The fast food culture has reached global proportions and many restaurant chains are found worldwide. The Mayo Clinic warns that fast food consumption is generally unhealthy and is leading to an alarming increase in obesity in both children and adults. It is also a culprit in cardiovascular disease, which affects the heart and arteries. Fast food can increase the risk of atherosclerosis, or hardening and narrowing of the arteries, heart disease and stroke due to the types of ingredients it contains and the amounts people typically consume.

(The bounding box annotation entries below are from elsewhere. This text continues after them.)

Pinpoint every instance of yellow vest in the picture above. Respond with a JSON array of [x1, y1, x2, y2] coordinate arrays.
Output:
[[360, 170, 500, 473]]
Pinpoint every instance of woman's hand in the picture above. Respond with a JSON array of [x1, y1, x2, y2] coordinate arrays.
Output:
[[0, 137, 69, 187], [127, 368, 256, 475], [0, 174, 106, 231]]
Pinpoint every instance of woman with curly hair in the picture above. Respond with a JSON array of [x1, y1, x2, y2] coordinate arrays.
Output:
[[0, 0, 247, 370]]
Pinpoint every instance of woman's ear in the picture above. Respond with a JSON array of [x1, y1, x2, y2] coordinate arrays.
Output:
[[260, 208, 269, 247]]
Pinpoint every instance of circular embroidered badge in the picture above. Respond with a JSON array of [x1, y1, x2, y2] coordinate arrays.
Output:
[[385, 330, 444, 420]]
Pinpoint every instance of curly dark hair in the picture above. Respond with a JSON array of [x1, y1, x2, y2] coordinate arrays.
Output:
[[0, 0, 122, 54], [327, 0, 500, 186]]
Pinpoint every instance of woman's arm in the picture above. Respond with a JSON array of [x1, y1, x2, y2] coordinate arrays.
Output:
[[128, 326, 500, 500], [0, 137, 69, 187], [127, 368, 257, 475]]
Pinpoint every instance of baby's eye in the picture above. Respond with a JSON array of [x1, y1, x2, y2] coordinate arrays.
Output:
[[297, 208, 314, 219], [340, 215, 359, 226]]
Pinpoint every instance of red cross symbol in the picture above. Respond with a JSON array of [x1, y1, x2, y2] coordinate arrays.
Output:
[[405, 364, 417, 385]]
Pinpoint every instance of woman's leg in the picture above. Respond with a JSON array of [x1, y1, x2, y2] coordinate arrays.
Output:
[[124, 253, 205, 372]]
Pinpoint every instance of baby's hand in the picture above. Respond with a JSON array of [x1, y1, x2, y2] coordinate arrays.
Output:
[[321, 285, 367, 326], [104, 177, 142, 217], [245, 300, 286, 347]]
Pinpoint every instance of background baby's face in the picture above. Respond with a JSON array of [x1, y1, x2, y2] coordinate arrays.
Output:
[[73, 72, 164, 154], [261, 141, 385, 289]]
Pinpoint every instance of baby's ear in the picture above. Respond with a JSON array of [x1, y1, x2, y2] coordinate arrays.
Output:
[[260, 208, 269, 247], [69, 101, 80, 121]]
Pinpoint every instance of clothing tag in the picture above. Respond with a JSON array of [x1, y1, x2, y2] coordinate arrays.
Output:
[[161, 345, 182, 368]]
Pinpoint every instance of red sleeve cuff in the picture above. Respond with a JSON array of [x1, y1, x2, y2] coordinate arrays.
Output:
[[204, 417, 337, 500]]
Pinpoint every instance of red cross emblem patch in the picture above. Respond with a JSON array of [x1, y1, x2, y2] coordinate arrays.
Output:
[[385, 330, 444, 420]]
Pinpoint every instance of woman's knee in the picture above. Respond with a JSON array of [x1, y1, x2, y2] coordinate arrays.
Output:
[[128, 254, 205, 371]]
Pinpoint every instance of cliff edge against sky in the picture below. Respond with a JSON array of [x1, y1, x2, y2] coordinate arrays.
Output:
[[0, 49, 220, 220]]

Many processed and fast foods contain saturated trans fats that are created by a process that adds hydrogen to liquid vegetable oils. Trans fats, also known as partially hydrogenated oils, raise your unhealthy cholesterol levels, leading to fatty plaques and hardening of the arteries. The American Heart Association advises that these unhealthy fats should be limited to less than 1 percent of your total daily calorie intake, or less than 2 grams a day. Fast food contains high amounts of trans fats. For example, a large serving of fries at one chain contains about 3.5 grams of trans fats.
Fast food meals often include beverages such as fruit juice, milkshakes, smoothies and sodas that are high in sugar and calories. A 12-ounce soda contains 9 teaspoons of sugar and 140 calories. An article published in the medical journal “Pediatrics” warns that high sugar consumption can lead to obesity and an increase in Type 2 diabetes in both adults and children. All types of diabetes can have consequences for the body including diseased arteries, according to the American Diabetes Association. Although diet sodas have fewer calories, they may encourage poor food choices by increasing sugar cravings.
Weight gain and obesity, commonly caused by consuming more calories than you expend each day, can lead to cardiovascular disease. Fast food is energy dense, meaning that it is higher in calories than a similar sized portion of other healthier foods. As most people estimate food intake by how big the portion looks, it is easy to eat too many calories in a fast food meal. For example, a quarter-pound burger with cheese at one fast food chain contains approximately 520 calories and a large serving of fries contains 400 calories. This provides almost half of the average 2,000 calories that most adults require per day.
In addition to being packed with calories, fast food is typically served in large portion sizes. This promotes sales because customers feel they are getting a good deal. Fries, burgers, milkshakes and sodas are super-sized to entice customers to purchase more and are available at relatively cheap prices in comparison to healthier foods. A report published by BBC News notes that portion size leads to overconsumption of fast food and contributes to weight gain, obesity, diabetes and cardiovascular disease.